- Born: 1965 (age 60–61) New York City, New York, U.S.

World Series of Poker
- Bracelet: 1
- Final tables: 7
- Money finishes: 16
- Highest WSOP Main Event finish: 67th, 2007

= Diego Cordovez =

American poker player (born 1965)

Diego Cordovez (born 1965) is an American poker player, the only son of the former UN Under-Secretary-General, Diego Cordovez. He has won one World Series of Poker bracelet, and he has 16 WSOP cash finishes, including 7 final tables. He has won over $1.4 million in career tournament winnings. His 16 cashes at the WSOP account for $613,847 of those winnings.

Born in New York City, Cordovez claims to have been introduced to poker by his first-grade teacher, as a way of making basic math seem like fun.

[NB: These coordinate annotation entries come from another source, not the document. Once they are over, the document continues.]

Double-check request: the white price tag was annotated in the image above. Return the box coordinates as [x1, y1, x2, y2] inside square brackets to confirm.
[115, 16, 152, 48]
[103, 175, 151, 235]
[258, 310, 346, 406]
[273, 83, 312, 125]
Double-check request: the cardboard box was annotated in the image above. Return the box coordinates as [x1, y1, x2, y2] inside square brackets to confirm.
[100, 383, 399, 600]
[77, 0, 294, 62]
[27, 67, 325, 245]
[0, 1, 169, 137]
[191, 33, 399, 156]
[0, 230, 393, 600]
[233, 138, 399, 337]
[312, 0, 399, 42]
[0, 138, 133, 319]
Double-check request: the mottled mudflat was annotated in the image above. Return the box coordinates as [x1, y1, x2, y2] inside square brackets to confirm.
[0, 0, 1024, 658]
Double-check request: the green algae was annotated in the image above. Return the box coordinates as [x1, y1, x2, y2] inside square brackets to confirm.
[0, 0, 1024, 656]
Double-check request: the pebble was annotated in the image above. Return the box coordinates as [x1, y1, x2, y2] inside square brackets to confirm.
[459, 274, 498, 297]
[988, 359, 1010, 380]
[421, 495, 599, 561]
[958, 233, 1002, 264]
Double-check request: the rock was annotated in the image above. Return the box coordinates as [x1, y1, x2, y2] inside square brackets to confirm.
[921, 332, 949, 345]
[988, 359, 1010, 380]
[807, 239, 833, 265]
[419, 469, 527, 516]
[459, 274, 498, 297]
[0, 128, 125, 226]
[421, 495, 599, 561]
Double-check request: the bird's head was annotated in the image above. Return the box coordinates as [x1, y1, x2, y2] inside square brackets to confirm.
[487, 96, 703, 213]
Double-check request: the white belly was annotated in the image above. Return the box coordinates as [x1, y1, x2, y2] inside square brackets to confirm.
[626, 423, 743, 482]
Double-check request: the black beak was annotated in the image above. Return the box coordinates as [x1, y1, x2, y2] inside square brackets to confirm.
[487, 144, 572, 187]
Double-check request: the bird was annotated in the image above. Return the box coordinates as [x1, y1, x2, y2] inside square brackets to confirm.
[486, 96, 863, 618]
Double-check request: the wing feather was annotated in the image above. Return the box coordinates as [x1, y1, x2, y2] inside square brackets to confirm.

At the 2000 World Series of Poker, Cordovez won the $2,000 no limit Texas hold 'em event, earning more than $290,000 and a bracelet. He defeated English professional poker player and bracelet winner, Dave Ulliott heads-up to win the tournament. The final table also included Phil Ivey, David Pham, and Toto Leonidas. Cordovez followed this a couple of months later with another first-place finish at the Legends of Poker limit hold 'em event.

In 2002, Cordovez cashed in another four WSOP events, making the final table in three of them, including a second place in the $2,000 SHOE event, losing to Phil Ivey. He also won the limit Holdem championship at the Los Angeles Poker Open at the Commerce Casino, the largest limit Holdem tournament in history; the first prize was $569,430.

Cordovez was featured on ESPN's coverage of the 2008 WSOP Main Event at a table which also featured 2003 Main Event Champion Chris Moneymaker and professional player Clonie Gowen as well as being interviewed in a segment about his career as a poker player.

Cordovez is currently one of the hosts of the Spanish-language version of Poker After Dark, broadcast throughout Latin America on Discovery Channel (Latin America).

Before his poker career, Cordovez was co-founder and COO of Aveo Inc., a Silicon Valley online tech support software provider.

Cordovez holds bachelor's and master's degrees from Stanford University.